While waiting for the babies to start school, I free-lanced, knowing I could do the laundry between paragraphs. For 20 years, I wrote for newspapers and national magazines, all the while knowing that freelancers are the whores of the writing word because we’ll work for anyone who pays us.




Life changed in 1991 when my friend Karen died of cancer. From that loss, my first book, She Taught Me to Eat Artichokes, emerged. This tender story about women’s friendships allows Karen's legacy to touch the lives of thousands of women. Though I didn’t mean to write another book, nine followed and No. 11 is coming together. Two books, Artichokes and When I Think about My Father (a collection of essays), were considered for Oprah Winfrey shows.


There is a big difference between
being considered for Oprah
and being on Oprah.


I love public speaking and teaching the craft of writing, neither of which had been on my learn-to-do-this list. But when Iowa State University (Ames) approached me about teaching upper-level courses in the J-school, I thought, “Well, why not?” Today, I‘m an instructor at the prestigious University of Iowa Summer Writing Festival. I also co-conduct writing retreats and have two Writers Groups. Whether students have been published or are dipping their toes in virgin water, my goal is for them to discover their Writerly Selves.

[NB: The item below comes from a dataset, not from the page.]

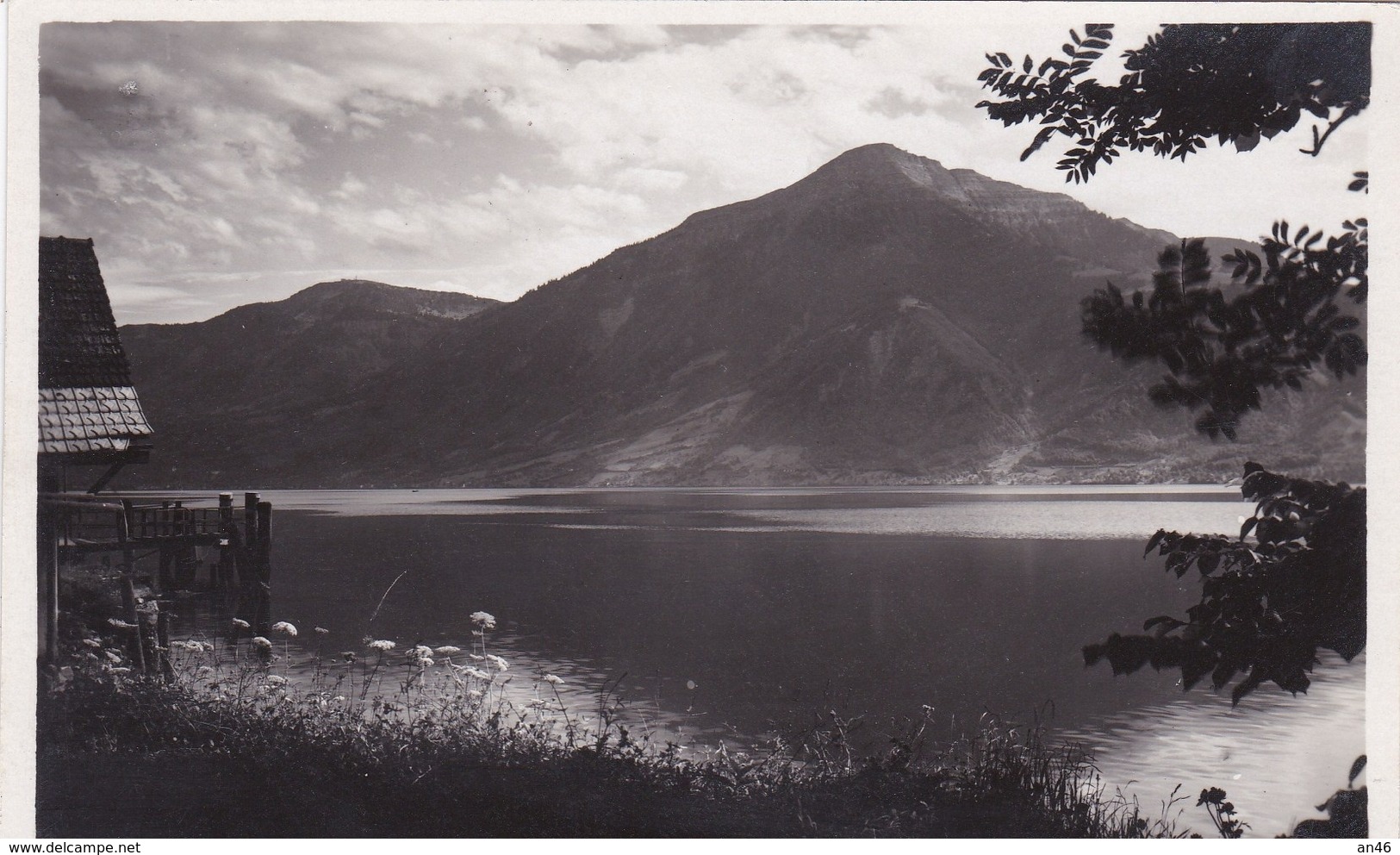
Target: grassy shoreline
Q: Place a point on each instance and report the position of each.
(246, 753)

A little bit more: I’m the Iowa Author of the Year 2012-2013, belong to the Authors Guild, the Society of Midland Authors and PALs (Published Authors Liaison) of Central Iowa. I bike (on a bicycle), garden, read like there’s no tomorrow and cook food that tastes good but never looks like the picture.


authors gild Most important, I’m a wife, mother, grandmother and have been blessed with an ocean of friends. Oh, and one rescue dog. I hope he lives to be 40 in people years.